Jetzt hatte es seit mehreren Wochen nichts zu plündern gegeben. Kein Schiff war an der Küste von Magne angelaufen. Deshalb verursachte es einen wirklichen Ausbruch der Freude, als der Mönch jene von asthmatischem Keuchen unterbrochenen Worte ausgerufen hatte:
»Ein Schiff in Sicht!«
Sofort erschallten die dumpfen Schläge des Simanders, einer Art Glocke aus Holz mit eisernem Klöppel, welche in den Provinzen in Gebrauch ist, wo die Türken die Verwendung von metallenen Glocken nicht zuließen. Die klanglosen Schläge genügten jedoch, die habgierige Bevölkerung zusammenzurufen, Männer, Frauen, Kinder, herrenlose furchtbare Hunde, alle begierig zu plündern und wenn nötig zu morden.

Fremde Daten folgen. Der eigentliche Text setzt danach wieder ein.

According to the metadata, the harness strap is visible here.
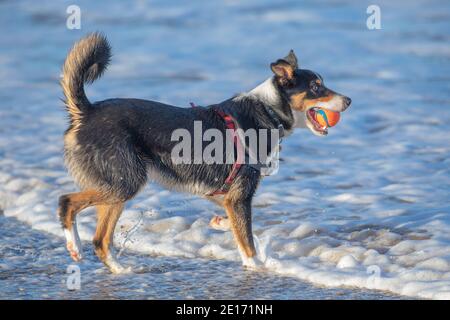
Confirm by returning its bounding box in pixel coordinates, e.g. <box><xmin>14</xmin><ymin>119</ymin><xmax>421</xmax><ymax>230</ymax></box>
<box><xmin>190</xmin><ymin>102</ymin><xmax>245</xmax><ymax>196</ymax></box>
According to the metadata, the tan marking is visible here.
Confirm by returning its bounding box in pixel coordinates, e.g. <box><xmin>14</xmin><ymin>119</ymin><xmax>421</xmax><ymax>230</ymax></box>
<box><xmin>94</xmin><ymin>202</ymin><xmax>124</xmax><ymax>263</ymax></box>
<box><xmin>59</xmin><ymin>190</ymin><xmax>107</xmax><ymax>230</ymax></box>
<box><xmin>224</xmin><ymin>198</ymin><xmax>256</xmax><ymax>258</ymax></box>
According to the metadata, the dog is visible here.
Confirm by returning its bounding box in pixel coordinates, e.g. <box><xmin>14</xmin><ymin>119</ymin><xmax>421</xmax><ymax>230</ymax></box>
<box><xmin>58</xmin><ymin>33</ymin><xmax>351</xmax><ymax>273</ymax></box>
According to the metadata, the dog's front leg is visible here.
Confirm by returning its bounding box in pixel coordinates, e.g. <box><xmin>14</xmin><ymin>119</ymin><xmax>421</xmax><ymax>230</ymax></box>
<box><xmin>224</xmin><ymin>193</ymin><xmax>260</xmax><ymax>268</ymax></box>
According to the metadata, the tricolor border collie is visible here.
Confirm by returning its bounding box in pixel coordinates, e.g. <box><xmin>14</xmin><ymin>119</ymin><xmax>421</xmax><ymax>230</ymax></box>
<box><xmin>58</xmin><ymin>33</ymin><xmax>351</xmax><ymax>273</ymax></box>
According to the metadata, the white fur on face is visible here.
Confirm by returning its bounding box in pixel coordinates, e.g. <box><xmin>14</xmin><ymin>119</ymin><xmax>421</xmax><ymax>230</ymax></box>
<box><xmin>292</xmin><ymin>109</ymin><xmax>309</xmax><ymax>129</ymax></box>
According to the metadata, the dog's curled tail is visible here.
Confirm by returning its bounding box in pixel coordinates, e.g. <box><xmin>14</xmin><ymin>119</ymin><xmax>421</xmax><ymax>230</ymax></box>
<box><xmin>61</xmin><ymin>32</ymin><xmax>111</xmax><ymax>123</ymax></box>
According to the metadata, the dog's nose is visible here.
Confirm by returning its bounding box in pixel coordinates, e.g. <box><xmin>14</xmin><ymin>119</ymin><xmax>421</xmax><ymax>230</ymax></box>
<box><xmin>344</xmin><ymin>97</ymin><xmax>352</xmax><ymax>108</ymax></box>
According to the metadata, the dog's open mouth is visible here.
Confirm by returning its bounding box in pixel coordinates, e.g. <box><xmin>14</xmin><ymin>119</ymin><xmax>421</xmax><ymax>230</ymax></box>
<box><xmin>306</xmin><ymin>107</ymin><xmax>328</xmax><ymax>135</ymax></box>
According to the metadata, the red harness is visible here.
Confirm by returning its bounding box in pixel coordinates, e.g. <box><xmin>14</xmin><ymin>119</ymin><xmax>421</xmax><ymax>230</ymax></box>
<box><xmin>190</xmin><ymin>102</ymin><xmax>245</xmax><ymax>196</ymax></box>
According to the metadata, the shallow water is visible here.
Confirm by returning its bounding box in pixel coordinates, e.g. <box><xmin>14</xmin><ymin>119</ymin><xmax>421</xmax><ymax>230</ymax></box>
<box><xmin>0</xmin><ymin>1</ymin><xmax>450</xmax><ymax>299</ymax></box>
<box><xmin>0</xmin><ymin>216</ymin><xmax>399</xmax><ymax>299</ymax></box>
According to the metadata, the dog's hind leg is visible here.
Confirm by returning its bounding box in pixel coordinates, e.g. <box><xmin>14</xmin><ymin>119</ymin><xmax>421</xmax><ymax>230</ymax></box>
<box><xmin>93</xmin><ymin>202</ymin><xmax>131</xmax><ymax>273</ymax></box>
<box><xmin>58</xmin><ymin>190</ymin><xmax>105</xmax><ymax>261</ymax></box>
<box><xmin>209</xmin><ymin>216</ymin><xmax>230</xmax><ymax>231</ymax></box>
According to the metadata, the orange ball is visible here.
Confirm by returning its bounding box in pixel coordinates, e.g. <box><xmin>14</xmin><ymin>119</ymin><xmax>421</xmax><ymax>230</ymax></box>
<box><xmin>316</xmin><ymin>109</ymin><xmax>341</xmax><ymax>127</ymax></box>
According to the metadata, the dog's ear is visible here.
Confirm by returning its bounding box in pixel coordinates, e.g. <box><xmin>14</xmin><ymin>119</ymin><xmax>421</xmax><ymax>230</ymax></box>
<box><xmin>270</xmin><ymin>59</ymin><xmax>295</xmax><ymax>82</ymax></box>
<box><xmin>270</xmin><ymin>50</ymin><xmax>298</xmax><ymax>81</ymax></box>
<box><xmin>283</xmin><ymin>49</ymin><xmax>298</xmax><ymax>70</ymax></box>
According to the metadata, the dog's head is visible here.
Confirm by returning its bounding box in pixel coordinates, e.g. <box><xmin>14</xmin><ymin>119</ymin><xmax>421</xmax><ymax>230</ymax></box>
<box><xmin>270</xmin><ymin>50</ymin><xmax>351</xmax><ymax>136</ymax></box>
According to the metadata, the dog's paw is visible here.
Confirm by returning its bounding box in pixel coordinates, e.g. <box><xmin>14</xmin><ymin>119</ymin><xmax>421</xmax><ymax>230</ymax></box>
<box><xmin>64</xmin><ymin>228</ymin><xmax>83</xmax><ymax>262</ymax></box>
<box><xmin>209</xmin><ymin>216</ymin><xmax>230</xmax><ymax>231</ymax></box>
<box><xmin>242</xmin><ymin>257</ymin><xmax>264</xmax><ymax>271</ymax></box>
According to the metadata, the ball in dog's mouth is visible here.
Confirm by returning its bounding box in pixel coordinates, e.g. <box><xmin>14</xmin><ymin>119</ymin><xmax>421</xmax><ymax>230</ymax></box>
<box><xmin>306</xmin><ymin>107</ymin><xmax>340</xmax><ymax>135</ymax></box>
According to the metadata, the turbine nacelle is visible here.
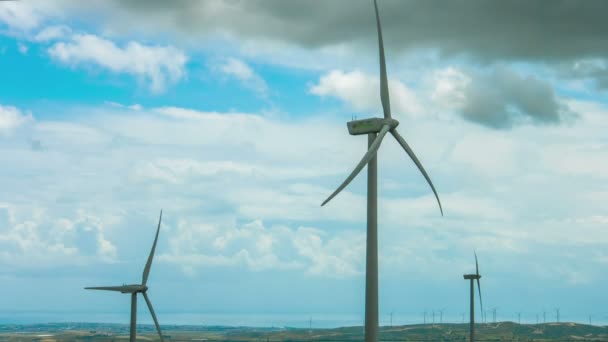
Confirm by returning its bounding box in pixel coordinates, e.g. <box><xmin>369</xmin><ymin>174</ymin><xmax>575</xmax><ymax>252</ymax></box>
<box><xmin>463</xmin><ymin>274</ymin><xmax>481</xmax><ymax>279</ymax></box>
<box><xmin>85</xmin><ymin>284</ymin><xmax>148</xmax><ymax>293</ymax></box>
<box><xmin>120</xmin><ymin>284</ymin><xmax>148</xmax><ymax>293</ymax></box>
<box><xmin>346</xmin><ymin>118</ymin><xmax>399</xmax><ymax>135</ymax></box>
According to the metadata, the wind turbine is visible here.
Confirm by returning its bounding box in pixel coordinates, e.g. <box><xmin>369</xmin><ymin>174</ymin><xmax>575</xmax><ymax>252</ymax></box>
<box><xmin>463</xmin><ymin>253</ymin><xmax>483</xmax><ymax>342</ymax></box>
<box><xmin>321</xmin><ymin>0</ymin><xmax>443</xmax><ymax>342</ymax></box>
<box><xmin>85</xmin><ymin>210</ymin><xmax>164</xmax><ymax>342</ymax></box>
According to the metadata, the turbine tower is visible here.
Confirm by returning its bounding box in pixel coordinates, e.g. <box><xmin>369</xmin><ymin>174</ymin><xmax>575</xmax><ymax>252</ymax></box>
<box><xmin>321</xmin><ymin>0</ymin><xmax>443</xmax><ymax>342</ymax></box>
<box><xmin>85</xmin><ymin>210</ymin><xmax>164</xmax><ymax>342</ymax></box>
<box><xmin>463</xmin><ymin>253</ymin><xmax>483</xmax><ymax>342</ymax></box>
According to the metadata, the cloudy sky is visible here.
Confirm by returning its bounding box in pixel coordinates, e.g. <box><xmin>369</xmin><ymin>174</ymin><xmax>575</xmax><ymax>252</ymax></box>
<box><xmin>0</xmin><ymin>0</ymin><xmax>608</xmax><ymax>323</ymax></box>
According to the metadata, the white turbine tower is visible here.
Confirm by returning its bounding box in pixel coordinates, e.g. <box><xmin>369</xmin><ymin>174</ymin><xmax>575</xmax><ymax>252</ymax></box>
<box><xmin>463</xmin><ymin>253</ymin><xmax>483</xmax><ymax>342</ymax></box>
<box><xmin>321</xmin><ymin>0</ymin><xmax>443</xmax><ymax>342</ymax></box>
<box><xmin>85</xmin><ymin>210</ymin><xmax>164</xmax><ymax>342</ymax></box>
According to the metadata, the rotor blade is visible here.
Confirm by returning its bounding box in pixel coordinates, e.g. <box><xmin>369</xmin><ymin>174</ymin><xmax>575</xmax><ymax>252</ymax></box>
<box><xmin>473</xmin><ymin>251</ymin><xmax>479</xmax><ymax>275</ymax></box>
<box><xmin>391</xmin><ymin>128</ymin><xmax>443</xmax><ymax>216</ymax></box>
<box><xmin>141</xmin><ymin>209</ymin><xmax>163</xmax><ymax>285</ymax></box>
<box><xmin>321</xmin><ymin>125</ymin><xmax>390</xmax><ymax>206</ymax></box>
<box><xmin>84</xmin><ymin>286</ymin><xmax>128</xmax><ymax>292</ymax></box>
<box><xmin>142</xmin><ymin>292</ymin><xmax>164</xmax><ymax>342</ymax></box>
<box><xmin>374</xmin><ymin>0</ymin><xmax>391</xmax><ymax>119</ymax></box>
<box><xmin>477</xmin><ymin>278</ymin><xmax>483</xmax><ymax>315</ymax></box>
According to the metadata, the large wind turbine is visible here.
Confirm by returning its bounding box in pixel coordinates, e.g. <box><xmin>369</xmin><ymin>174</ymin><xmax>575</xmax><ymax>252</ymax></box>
<box><xmin>85</xmin><ymin>210</ymin><xmax>164</xmax><ymax>342</ymax></box>
<box><xmin>321</xmin><ymin>0</ymin><xmax>443</xmax><ymax>342</ymax></box>
<box><xmin>463</xmin><ymin>253</ymin><xmax>483</xmax><ymax>342</ymax></box>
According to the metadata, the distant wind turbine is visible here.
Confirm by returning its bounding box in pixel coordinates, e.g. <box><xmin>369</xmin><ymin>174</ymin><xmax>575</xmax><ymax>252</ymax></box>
<box><xmin>85</xmin><ymin>210</ymin><xmax>164</xmax><ymax>342</ymax></box>
<box><xmin>439</xmin><ymin>308</ymin><xmax>445</xmax><ymax>324</ymax></box>
<box><xmin>463</xmin><ymin>253</ymin><xmax>483</xmax><ymax>342</ymax></box>
<box><xmin>321</xmin><ymin>0</ymin><xmax>443</xmax><ymax>342</ymax></box>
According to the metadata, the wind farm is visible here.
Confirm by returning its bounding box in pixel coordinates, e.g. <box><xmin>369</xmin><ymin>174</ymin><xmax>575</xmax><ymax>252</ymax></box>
<box><xmin>85</xmin><ymin>210</ymin><xmax>164</xmax><ymax>342</ymax></box>
<box><xmin>0</xmin><ymin>0</ymin><xmax>608</xmax><ymax>342</ymax></box>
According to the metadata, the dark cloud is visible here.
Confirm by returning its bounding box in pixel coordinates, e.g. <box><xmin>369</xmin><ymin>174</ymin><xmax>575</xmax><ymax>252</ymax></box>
<box><xmin>558</xmin><ymin>59</ymin><xmax>608</xmax><ymax>90</ymax></box>
<box><xmin>72</xmin><ymin>0</ymin><xmax>608</xmax><ymax>61</ymax></box>
<box><xmin>461</xmin><ymin>67</ymin><xmax>571</xmax><ymax>129</ymax></box>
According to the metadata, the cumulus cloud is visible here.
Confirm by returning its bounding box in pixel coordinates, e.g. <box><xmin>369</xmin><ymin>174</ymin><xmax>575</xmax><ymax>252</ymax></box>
<box><xmin>159</xmin><ymin>220</ymin><xmax>364</xmax><ymax>277</ymax></box>
<box><xmin>34</xmin><ymin>25</ymin><xmax>72</xmax><ymax>42</ymax></box>
<box><xmin>433</xmin><ymin>67</ymin><xmax>573</xmax><ymax>129</ymax></box>
<box><xmin>41</xmin><ymin>0</ymin><xmax>608</xmax><ymax>61</ymax></box>
<box><xmin>0</xmin><ymin>105</ymin><xmax>33</xmax><ymax>135</ymax></box>
<box><xmin>0</xmin><ymin>99</ymin><xmax>608</xmax><ymax>294</ymax></box>
<box><xmin>309</xmin><ymin>70</ymin><xmax>422</xmax><ymax>117</ymax></box>
<box><xmin>48</xmin><ymin>34</ymin><xmax>188</xmax><ymax>93</ymax></box>
<box><xmin>214</xmin><ymin>58</ymin><xmax>268</xmax><ymax>97</ymax></box>
<box><xmin>559</xmin><ymin>58</ymin><xmax>608</xmax><ymax>90</ymax></box>
<box><xmin>0</xmin><ymin>203</ymin><xmax>117</xmax><ymax>269</ymax></box>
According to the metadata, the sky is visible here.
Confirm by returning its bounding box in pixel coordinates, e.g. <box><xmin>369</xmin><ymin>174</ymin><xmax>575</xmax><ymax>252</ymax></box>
<box><xmin>0</xmin><ymin>0</ymin><xmax>608</xmax><ymax>324</ymax></box>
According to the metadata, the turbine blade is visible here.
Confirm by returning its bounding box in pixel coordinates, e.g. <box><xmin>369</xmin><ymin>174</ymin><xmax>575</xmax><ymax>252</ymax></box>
<box><xmin>374</xmin><ymin>0</ymin><xmax>391</xmax><ymax>119</ymax></box>
<box><xmin>473</xmin><ymin>251</ymin><xmax>479</xmax><ymax>275</ymax></box>
<box><xmin>391</xmin><ymin>128</ymin><xmax>443</xmax><ymax>216</ymax></box>
<box><xmin>141</xmin><ymin>209</ymin><xmax>163</xmax><ymax>285</ymax></box>
<box><xmin>142</xmin><ymin>292</ymin><xmax>164</xmax><ymax>342</ymax></box>
<box><xmin>321</xmin><ymin>125</ymin><xmax>390</xmax><ymax>206</ymax></box>
<box><xmin>477</xmin><ymin>278</ymin><xmax>483</xmax><ymax>315</ymax></box>
<box><xmin>84</xmin><ymin>286</ymin><xmax>128</xmax><ymax>292</ymax></box>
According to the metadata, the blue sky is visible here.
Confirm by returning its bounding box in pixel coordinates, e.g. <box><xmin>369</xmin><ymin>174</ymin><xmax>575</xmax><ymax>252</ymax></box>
<box><xmin>0</xmin><ymin>0</ymin><xmax>608</xmax><ymax>324</ymax></box>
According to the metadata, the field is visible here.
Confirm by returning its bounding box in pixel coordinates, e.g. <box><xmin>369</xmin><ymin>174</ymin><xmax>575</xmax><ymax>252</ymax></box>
<box><xmin>0</xmin><ymin>322</ymin><xmax>608</xmax><ymax>342</ymax></box>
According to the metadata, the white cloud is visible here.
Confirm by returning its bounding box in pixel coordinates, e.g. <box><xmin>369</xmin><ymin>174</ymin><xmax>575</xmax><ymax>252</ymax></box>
<box><xmin>0</xmin><ymin>204</ymin><xmax>117</xmax><ymax>269</ymax></box>
<box><xmin>0</xmin><ymin>105</ymin><xmax>33</xmax><ymax>134</ymax></box>
<box><xmin>215</xmin><ymin>58</ymin><xmax>268</xmax><ymax>97</ymax></box>
<box><xmin>34</xmin><ymin>25</ymin><xmax>72</xmax><ymax>42</ymax></box>
<box><xmin>159</xmin><ymin>220</ymin><xmax>364</xmax><ymax>277</ymax></box>
<box><xmin>309</xmin><ymin>70</ymin><xmax>424</xmax><ymax>117</ymax></box>
<box><xmin>48</xmin><ymin>34</ymin><xmax>188</xmax><ymax>93</ymax></box>
<box><xmin>0</xmin><ymin>99</ymin><xmax>608</xmax><ymax>288</ymax></box>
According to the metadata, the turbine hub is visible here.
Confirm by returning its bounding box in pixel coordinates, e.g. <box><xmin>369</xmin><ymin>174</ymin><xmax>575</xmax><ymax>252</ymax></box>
<box><xmin>346</xmin><ymin>118</ymin><xmax>399</xmax><ymax>135</ymax></box>
<box><xmin>463</xmin><ymin>274</ymin><xmax>481</xmax><ymax>279</ymax></box>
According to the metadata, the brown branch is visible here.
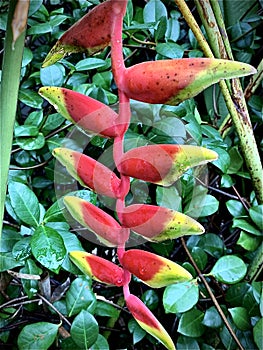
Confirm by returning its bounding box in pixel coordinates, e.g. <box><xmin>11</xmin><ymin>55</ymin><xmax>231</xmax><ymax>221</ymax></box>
<box><xmin>181</xmin><ymin>238</ymin><xmax>245</xmax><ymax>350</ymax></box>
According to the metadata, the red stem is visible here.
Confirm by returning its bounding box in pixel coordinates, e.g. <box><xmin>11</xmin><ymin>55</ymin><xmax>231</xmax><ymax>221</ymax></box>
<box><xmin>111</xmin><ymin>0</ymin><xmax>131</xmax><ymax>300</ymax></box>
<box><xmin>111</xmin><ymin>0</ymin><xmax>128</xmax><ymax>90</ymax></box>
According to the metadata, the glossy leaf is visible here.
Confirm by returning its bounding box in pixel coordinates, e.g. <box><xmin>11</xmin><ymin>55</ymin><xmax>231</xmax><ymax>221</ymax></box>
<box><xmin>121</xmin><ymin>249</ymin><xmax>192</xmax><ymax>288</ymax></box>
<box><xmin>70</xmin><ymin>251</ymin><xmax>128</xmax><ymax>287</ymax></box>
<box><xmin>66</xmin><ymin>276</ymin><xmax>96</xmax><ymax>317</ymax></box>
<box><xmin>119</xmin><ymin>204</ymin><xmax>204</xmax><ymax>242</ymax></box>
<box><xmin>122</xmin><ymin>58</ymin><xmax>256</xmax><ymax>105</ymax></box>
<box><xmin>210</xmin><ymin>255</ymin><xmax>247</xmax><ymax>284</ymax></box>
<box><xmin>70</xmin><ymin>310</ymin><xmax>99</xmax><ymax>350</ymax></box>
<box><xmin>118</xmin><ymin>144</ymin><xmax>217</xmax><ymax>186</ymax></box>
<box><xmin>43</xmin><ymin>1</ymin><xmax>112</xmax><ymax>67</ymax></box>
<box><xmin>126</xmin><ymin>294</ymin><xmax>175</xmax><ymax>350</ymax></box>
<box><xmin>8</xmin><ymin>182</ymin><xmax>40</xmax><ymax>227</ymax></box>
<box><xmin>39</xmin><ymin>86</ymin><xmax>121</xmax><ymax>137</ymax></box>
<box><xmin>163</xmin><ymin>281</ymin><xmax>199</xmax><ymax>314</ymax></box>
<box><xmin>53</xmin><ymin>148</ymin><xmax>120</xmax><ymax>198</ymax></box>
<box><xmin>178</xmin><ymin>309</ymin><xmax>206</xmax><ymax>338</ymax></box>
<box><xmin>64</xmin><ymin>196</ymin><xmax>129</xmax><ymax>246</ymax></box>
<box><xmin>31</xmin><ymin>226</ymin><xmax>66</xmax><ymax>273</ymax></box>
<box><xmin>17</xmin><ymin>322</ymin><xmax>59</xmax><ymax>350</ymax></box>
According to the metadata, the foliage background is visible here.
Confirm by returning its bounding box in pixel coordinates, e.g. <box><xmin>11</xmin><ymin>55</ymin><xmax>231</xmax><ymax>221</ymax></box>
<box><xmin>0</xmin><ymin>0</ymin><xmax>263</xmax><ymax>350</ymax></box>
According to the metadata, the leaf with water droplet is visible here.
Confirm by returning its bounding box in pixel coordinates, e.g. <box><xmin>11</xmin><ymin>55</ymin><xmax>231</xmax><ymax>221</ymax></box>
<box><xmin>31</xmin><ymin>226</ymin><xmax>67</xmax><ymax>273</ymax></box>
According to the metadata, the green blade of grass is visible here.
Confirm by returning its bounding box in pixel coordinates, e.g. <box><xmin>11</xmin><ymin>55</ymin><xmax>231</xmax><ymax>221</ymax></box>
<box><xmin>0</xmin><ymin>1</ymin><xmax>28</xmax><ymax>232</ymax></box>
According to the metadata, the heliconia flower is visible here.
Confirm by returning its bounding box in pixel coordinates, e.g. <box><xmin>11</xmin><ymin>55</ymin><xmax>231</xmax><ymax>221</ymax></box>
<box><xmin>121</xmin><ymin>249</ymin><xmax>193</xmax><ymax>288</ymax></box>
<box><xmin>119</xmin><ymin>204</ymin><xmax>204</xmax><ymax>242</ymax></box>
<box><xmin>125</xmin><ymin>294</ymin><xmax>175</xmax><ymax>350</ymax></box>
<box><xmin>69</xmin><ymin>251</ymin><xmax>129</xmax><ymax>287</ymax></box>
<box><xmin>118</xmin><ymin>144</ymin><xmax>218</xmax><ymax>186</ymax></box>
<box><xmin>52</xmin><ymin>147</ymin><xmax>120</xmax><ymax>198</ymax></box>
<box><xmin>43</xmin><ymin>1</ymin><xmax>112</xmax><ymax>67</ymax></box>
<box><xmin>64</xmin><ymin>196</ymin><xmax>129</xmax><ymax>247</ymax></box>
<box><xmin>38</xmin><ymin>86</ymin><xmax>123</xmax><ymax>137</ymax></box>
<box><xmin>122</xmin><ymin>58</ymin><xmax>256</xmax><ymax>105</ymax></box>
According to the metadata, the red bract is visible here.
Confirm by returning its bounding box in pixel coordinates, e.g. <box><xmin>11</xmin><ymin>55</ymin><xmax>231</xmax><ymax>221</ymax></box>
<box><xmin>43</xmin><ymin>0</ymin><xmax>113</xmax><ymax>67</ymax></box>
<box><xmin>64</xmin><ymin>196</ymin><xmax>129</xmax><ymax>246</ymax></box>
<box><xmin>39</xmin><ymin>86</ymin><xmax>123</xmax><ymax>137</ymax></box>
<box><xmin>53</xmin><ymin>148</ymin><xmax>121</xmax><ymax>198</ymax></box>
<box><xmin>119</xmin><ymin>204</ymin><xmax>204</xmax><ymax>242</ymax></box>
<box><xmin>39</xmin><ymin>0</ymin><xmax>255</xmax><ymax>350</ymax></box>
<box><xmin>120</xmin><ymin>58</ymin><xmax>256</xmax><ymax>105</ymax></box>
<box><xmin>121</xmin><ymin>249</ymin><xmax>193</xmax><ymax>288</ymax></box>
<box><xmin>118</xmin><ymin>145</ymin><xmax>217</xmax><ymax>186</ymax></box>
<box><xmin>126</xmin><ymin>294</ymin><xmax>175</xmax><ymax>350</ymax></box>
<box><xmin>70</xmin><ymin>251</ymin><xmax>129</xmax><ymax>287</ymax></box>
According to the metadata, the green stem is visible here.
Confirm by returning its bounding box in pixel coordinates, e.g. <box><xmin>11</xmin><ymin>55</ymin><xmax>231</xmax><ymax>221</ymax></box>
<box><xmin>0</xmin><ymin>0</ymin><xmax>28</xmax><ymax>232</ymax></box>
<box><xmin>175</xmin><ymin>0</ymin><xmax>263</xmax><ymax>204</ymax></box>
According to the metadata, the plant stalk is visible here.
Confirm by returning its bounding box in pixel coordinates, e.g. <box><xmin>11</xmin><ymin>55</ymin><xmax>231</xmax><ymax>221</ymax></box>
<box><xmin>175</xmin><ymin>0</ymin><xmax>263</xmax><ymax>204</ymax></box>
<box><xmin>0</xmin><ymin>0</ymin><xmax>26</xmax><ymax>232</ymax></box>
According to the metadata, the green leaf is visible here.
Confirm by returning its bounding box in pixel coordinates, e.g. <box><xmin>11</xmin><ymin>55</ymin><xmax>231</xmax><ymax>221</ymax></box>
<box><xmin>0</xmin><ymin>252</ymin><xmax>24</xmax><ymax>272</ymax></box>
<box><xmin>176</xmin><ymin>335</ymin><xmax>200</xmax><ymax>350</ymax></box>
<box><xmin>12</xmin><ymin>236</ymin><xmax>31</xmax><ymax>260</ymax></box>
<box><xmin>156</xmin><ymin>186</ymin><xmax>182</xmax><ymax>211</ymax></box>
<box><xmin>184</xmin><ymin>193</ymin><xmax>219</xmax><ymax>218</ymax></box>
<box><xmin>226</xmin><ymin>282</ymin><xmax>252</xmax><ymax>307</ymax></box>
<box><xmin>142</xmin><ymin>289</ymin><xmax>159</xmax><ymax>310</ymax></box>
<box><xmin>76</xmin><ymin>58</ymin><xmax>107</xmax><ymax>71</ymax></box>
<box><xmin>191</xmin><ymin>247</ymin><xmax>208</xmax><ymax>270</ymax></box>
<box><xmin>40</xmin><ymin>63</ymin><xmax>65</xmax><ymax>86</ymax></box>
<box><xmin>197</xmin><ymin>233</ymin><xmax>225</xmax><ymax>259</ymax></box>
<box><xmin>17</xmin><ymin>132</ymin><xmax>46</xmax><ymax>151</ymax></box>
<box><xmin>18</xmin><ymin>89</ymin><xmax>43</xmax><ymax>109</ymax></box>
<box><xmin>229</xmin><ymin>306</ymin><xmax>251</xmax><ymax>331</ymax></box>
<box><xmin>143</xmin><ymin>0</ymin><xmax>167</xmax><ymax>23</ymax></box>
<box><xmin>163</xmin><ymin>281</ymin><xmax>199</xmax><ymax>313</ymax></box>
<box><xmin>17</xmin><ymin>322</ymin><xmax>59</xmax><ymax>350</ymax></box>
<box><xmin>94</xmin><ymin>300</ymin><xmax>120</xmax><ymax>318</ymax></box>
<box><xmin>89</xmin><ymin>334</ymin><xmax>110</xmax><ymax>350</ymax></box>
<box><xmin>178</xmin><ymin>309</ymin><xmax>206</xmax><ymax>338</ymax></box>
<box><xmin>14</xmin><ymin>125</ymin><xmax>38</xmax><ymax>137</ymax></box>
<box><xmin>253</xmin><ymin>318</ymin><xmax>263</xmax><ymax>349</ymax></box>
<box><xmin>8</xmin><ymin>182</ymin><xmax>40</xmax><ymax>227</ymax></box>
<box><xmin>249</xmin><ymin>204</ymin><xmax>263</xmax><ymax>230</ymax></box>
<box><xmin>156</xmin><ymin>42</ymin><xmax>184</xmax><ymax>58</ymax></box>
<box><xmin>31</xmin><ymin>226</ymin><xmax>67</xmax><ymax>273</ymax></box>
<box><xmin>203</xmin><ymin>306</ymin><xmax>223</xmax><ymax>328</ymax></box>
<box><xmin>19</xmin><ymin>259</ymin><xmax>42</xmax><ymax>298</ymax></box>
<box><xmin>210</xmin><ymin>255</ymin><xmax>247</xmax><ymax>284</ymax></box>
<box><xmin>66</xmin><ymin>276</ymin><xmax>96</xmax><ymax>316</ymax></box>
<box><xmin>233</xmin><ymin>218</ymin><xmax>262</xmax><ymax>236</ymax></box>
<box><xmin>70</xmin><ymin>310</ymin><xmax>99</xmax><ymax>350</ymax></box>
<box><xmin>210</xmin><ymin>147</ymin><xmax>230</xmax><ymax>173</ymax></box>
<box><xmin>226</xmin><ymin>199</ymin><xmax>247</xmax><ymax>218</ymax></box>
<box><xmin>128</xmin><ymin>318</ymin><xmax>147</xmax><ymax>344</ymax></box>
<box><xmin>237</xmin><ymin>231</ymin><xmax>261</xmax><ymax>252</ymax></box>
<box><xmin>227</xmin><ymin>146</ymin><xmax>244</xmax><ymax>174</ymax></box>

Inzwischen verhandelten die auf dem Felsen vereinigten Vityliner mit großer Lebhaftigkeit. Welcher Art Fahrzeug war es, das der Mönch ihnen anmeldete? Mit der nordnordwestlichen Brise, die beim Einbruch der Nacht noch auffrischte, glitt das Schiff mit Backbordhalsen schnell dahin. Es schien möglich, dass es beim Lavieren das Kap Matapan ziemlich streifte. Seinem Kurs nach schien es aus der Gegend von Kreta zu kommen. Schon begann sein Rumpf sich zu zeigen über dem weißen Kielwasser, das es hinter sich ließ; seine Segel alle bildeten jedoch für das Auge eine unkenntliche Masse. Es war also schwierig zu sagen, welcher Klasse das Fahrzeug angehören möge, was auch die verschiedensten, von einer Minute zur anderen sich widersprechenden Äußerungen veranlasste.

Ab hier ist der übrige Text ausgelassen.